Machine Learning Integrating Protein Structure, Sequence, and Dynamics to Predict the Enzyme Activity of Bovine Enterokinase Variants

Niccolo Alberto Elia Venanzi,Andrea Basciu,Attilio Vittorio Vargiu,Alexandros Kiparissides,Paul A. Dalby,Duygu Dikicioglu
DOI: https://doi.org/10.1021/acs.jcim.3c00999
IF: 6.162
2024-02-22
Journal of Chemical Information and Modeling
Abstract:Despite recent advances in computational protein science, the dynamic behavior of proteins, which directly governs their biological activity, cannot be gleaned from sequence information alone. To overcome this challenge, we propose a framework that integrates the peptide sequence, protein structure, and protein dynamics descriptors into machine learning algorithms to enhance their predictive capabilities and achieve improved prediction of the protein variant function. The resulting machine learning pipeline integrates traditional sequence and structure information with molecular dynamics simulation data to predict the effects of multiple point mutations on the fold improvement of the activity of bovine enterokinase variants. This study highlights how the combination of structural and dynamic data can provide predictive insights into protein functionality and address protein engineering challenges in industrial contexts.
chemistry, multidisciplinary, medicinal,computer science, interdisciplinary applications, information systems
What problem does this paper attempt to address?

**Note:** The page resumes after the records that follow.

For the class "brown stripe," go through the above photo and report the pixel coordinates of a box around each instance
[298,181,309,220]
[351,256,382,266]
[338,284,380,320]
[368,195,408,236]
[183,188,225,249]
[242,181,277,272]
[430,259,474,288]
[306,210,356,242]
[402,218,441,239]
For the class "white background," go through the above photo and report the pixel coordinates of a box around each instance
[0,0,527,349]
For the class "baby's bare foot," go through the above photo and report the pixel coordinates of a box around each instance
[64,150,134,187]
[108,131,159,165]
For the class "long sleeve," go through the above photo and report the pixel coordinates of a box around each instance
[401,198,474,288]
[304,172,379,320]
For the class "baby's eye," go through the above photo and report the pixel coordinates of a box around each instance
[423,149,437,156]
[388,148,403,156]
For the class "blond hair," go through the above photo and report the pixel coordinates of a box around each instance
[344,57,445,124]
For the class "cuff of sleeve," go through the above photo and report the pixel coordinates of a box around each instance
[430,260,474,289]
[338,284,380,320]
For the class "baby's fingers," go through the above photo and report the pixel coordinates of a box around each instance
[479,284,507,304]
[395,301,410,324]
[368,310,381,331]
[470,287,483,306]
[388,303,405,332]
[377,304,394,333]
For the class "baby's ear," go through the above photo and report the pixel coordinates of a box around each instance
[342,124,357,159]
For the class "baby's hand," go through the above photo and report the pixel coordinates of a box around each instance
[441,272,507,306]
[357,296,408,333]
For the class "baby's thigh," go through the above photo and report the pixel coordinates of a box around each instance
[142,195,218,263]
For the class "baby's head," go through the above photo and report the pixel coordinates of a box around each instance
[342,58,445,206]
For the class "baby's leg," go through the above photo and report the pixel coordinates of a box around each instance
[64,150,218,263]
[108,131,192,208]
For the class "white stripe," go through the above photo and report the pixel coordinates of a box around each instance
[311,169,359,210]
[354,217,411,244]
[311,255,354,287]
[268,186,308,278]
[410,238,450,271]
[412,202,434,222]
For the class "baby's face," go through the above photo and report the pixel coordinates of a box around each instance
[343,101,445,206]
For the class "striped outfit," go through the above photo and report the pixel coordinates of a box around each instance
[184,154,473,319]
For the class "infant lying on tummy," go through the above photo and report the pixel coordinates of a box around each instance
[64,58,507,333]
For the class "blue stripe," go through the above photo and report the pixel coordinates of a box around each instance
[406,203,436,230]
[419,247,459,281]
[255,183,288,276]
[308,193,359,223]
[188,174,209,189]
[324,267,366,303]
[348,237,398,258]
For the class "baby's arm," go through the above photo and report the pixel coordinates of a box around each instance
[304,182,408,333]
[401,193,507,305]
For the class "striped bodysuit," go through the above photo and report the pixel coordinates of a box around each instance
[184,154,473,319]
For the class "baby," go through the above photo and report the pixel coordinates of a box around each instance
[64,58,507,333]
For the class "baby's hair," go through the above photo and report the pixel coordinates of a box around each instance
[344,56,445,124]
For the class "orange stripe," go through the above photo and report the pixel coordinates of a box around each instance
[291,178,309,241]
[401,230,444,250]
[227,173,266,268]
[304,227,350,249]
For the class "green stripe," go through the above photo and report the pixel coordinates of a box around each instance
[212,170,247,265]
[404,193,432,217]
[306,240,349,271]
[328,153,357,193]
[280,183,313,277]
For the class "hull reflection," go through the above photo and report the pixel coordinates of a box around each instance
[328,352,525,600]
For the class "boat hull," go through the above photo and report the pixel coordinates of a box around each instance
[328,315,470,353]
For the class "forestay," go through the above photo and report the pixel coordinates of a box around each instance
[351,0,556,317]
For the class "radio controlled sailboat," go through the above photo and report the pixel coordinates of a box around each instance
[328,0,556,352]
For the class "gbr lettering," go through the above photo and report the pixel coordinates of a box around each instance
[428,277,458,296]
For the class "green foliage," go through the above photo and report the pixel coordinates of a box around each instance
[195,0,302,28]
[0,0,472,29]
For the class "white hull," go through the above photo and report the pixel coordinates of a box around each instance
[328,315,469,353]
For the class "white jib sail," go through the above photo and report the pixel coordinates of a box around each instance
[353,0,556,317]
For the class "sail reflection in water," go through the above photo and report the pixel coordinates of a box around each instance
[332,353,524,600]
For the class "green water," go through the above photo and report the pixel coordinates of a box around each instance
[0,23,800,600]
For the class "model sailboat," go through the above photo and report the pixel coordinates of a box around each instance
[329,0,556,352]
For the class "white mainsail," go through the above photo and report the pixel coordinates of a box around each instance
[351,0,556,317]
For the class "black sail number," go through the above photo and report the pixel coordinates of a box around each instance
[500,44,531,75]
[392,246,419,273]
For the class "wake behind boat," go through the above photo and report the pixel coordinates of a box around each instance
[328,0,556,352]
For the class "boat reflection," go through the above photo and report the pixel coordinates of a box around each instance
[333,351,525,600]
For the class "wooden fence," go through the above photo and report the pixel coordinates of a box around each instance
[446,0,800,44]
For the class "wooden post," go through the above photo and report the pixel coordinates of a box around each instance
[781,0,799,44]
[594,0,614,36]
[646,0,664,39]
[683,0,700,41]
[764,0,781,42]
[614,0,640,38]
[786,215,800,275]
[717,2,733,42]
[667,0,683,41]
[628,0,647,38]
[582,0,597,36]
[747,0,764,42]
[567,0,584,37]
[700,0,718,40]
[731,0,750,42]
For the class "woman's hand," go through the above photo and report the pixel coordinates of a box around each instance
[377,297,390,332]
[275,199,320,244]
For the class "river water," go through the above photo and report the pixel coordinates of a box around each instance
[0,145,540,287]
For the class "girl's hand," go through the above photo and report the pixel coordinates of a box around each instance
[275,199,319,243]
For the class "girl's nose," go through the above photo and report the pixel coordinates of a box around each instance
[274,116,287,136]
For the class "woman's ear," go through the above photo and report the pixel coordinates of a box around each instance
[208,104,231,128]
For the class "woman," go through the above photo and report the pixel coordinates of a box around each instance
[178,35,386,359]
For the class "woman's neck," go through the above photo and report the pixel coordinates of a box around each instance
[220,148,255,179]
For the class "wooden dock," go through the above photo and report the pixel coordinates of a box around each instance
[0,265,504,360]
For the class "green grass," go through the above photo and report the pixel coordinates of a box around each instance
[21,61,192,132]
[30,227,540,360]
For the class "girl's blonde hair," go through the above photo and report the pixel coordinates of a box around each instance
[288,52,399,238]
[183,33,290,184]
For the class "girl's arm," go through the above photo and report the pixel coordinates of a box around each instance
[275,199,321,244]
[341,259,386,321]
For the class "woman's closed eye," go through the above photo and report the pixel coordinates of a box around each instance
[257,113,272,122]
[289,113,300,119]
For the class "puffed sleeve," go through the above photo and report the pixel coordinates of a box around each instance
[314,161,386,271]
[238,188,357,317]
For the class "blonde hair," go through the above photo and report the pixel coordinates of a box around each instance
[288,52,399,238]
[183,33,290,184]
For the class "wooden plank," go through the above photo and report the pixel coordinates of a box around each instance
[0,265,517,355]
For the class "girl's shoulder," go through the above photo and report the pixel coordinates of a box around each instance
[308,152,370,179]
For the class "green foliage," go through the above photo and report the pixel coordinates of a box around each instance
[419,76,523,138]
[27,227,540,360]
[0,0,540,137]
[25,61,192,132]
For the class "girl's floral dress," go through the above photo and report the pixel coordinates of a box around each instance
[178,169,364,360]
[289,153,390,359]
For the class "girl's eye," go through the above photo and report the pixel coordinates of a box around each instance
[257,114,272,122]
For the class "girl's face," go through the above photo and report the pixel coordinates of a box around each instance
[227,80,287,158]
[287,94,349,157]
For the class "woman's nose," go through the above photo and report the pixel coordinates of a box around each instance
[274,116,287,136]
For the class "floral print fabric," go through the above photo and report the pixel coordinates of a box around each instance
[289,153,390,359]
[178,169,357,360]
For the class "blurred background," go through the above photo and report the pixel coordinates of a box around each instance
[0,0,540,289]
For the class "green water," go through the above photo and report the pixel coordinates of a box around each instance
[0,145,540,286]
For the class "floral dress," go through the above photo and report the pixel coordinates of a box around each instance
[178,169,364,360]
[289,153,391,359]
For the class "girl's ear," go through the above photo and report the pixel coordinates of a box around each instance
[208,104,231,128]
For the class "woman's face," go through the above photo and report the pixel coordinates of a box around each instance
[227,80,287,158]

This paper mainly discusses how to predict enzyme activity using machine learning combined with protein structure, sequence, and dynamic information, especially for the activity of mutant variants of cow intestine kinase. In the study, the authors proposed a framework that integrates traditional sequence and structure information with molecular dynamics simulation data to enhance prediction capabilities and improve the accuracy of predicting protein variant function. The paper first points out that although there have been many advances in protein science, understanding the dynamic behavior of proteins solely based on sequence information is crucial for their biological activity. To overcome this challenge, the researchers integrated protein sequence, structure, and dynamical descriptors to predict the impact of multi-site mutations on the folding-improving activity of mutant variants of cow intestine kinase using machine learning algorithms. The research methodology includes using molecular dynamics simulation data, combined with traditional sequence and structure information, to predict the impact of amino acid substitutions on protein performance. Specifically, they conducted experiments on 312 mutant variants of cow intestine kinase, applied various machine learning models to predict the function of each variant, and compared the predictions with experimental data to evaluate the performance of the models. Furthermore, the study emphasizes the importance of integrating structure and dynamic data in understanding protein function and demonstrates the potential application of this approach in protein engineering to accelerate and optimize the protein design process. By analyzing key biological descriptors, the researchers were able to explain the critical factors in the model's predicted function and validate the effects of specific point mutations on the protein sequence. In the paper, the authors also discuss the challenges and opportunities of using simulation-based data as input for machine learning algorithms and provide strategies for effectively integrating information from different levels to successfully predict protein variant function. Finally, they determine the best predictive model through statistical analysis and machine learning algorithm selection, as well as how to handle the variability of repeated simulation experiments to ensure model stability and prediction accuracy.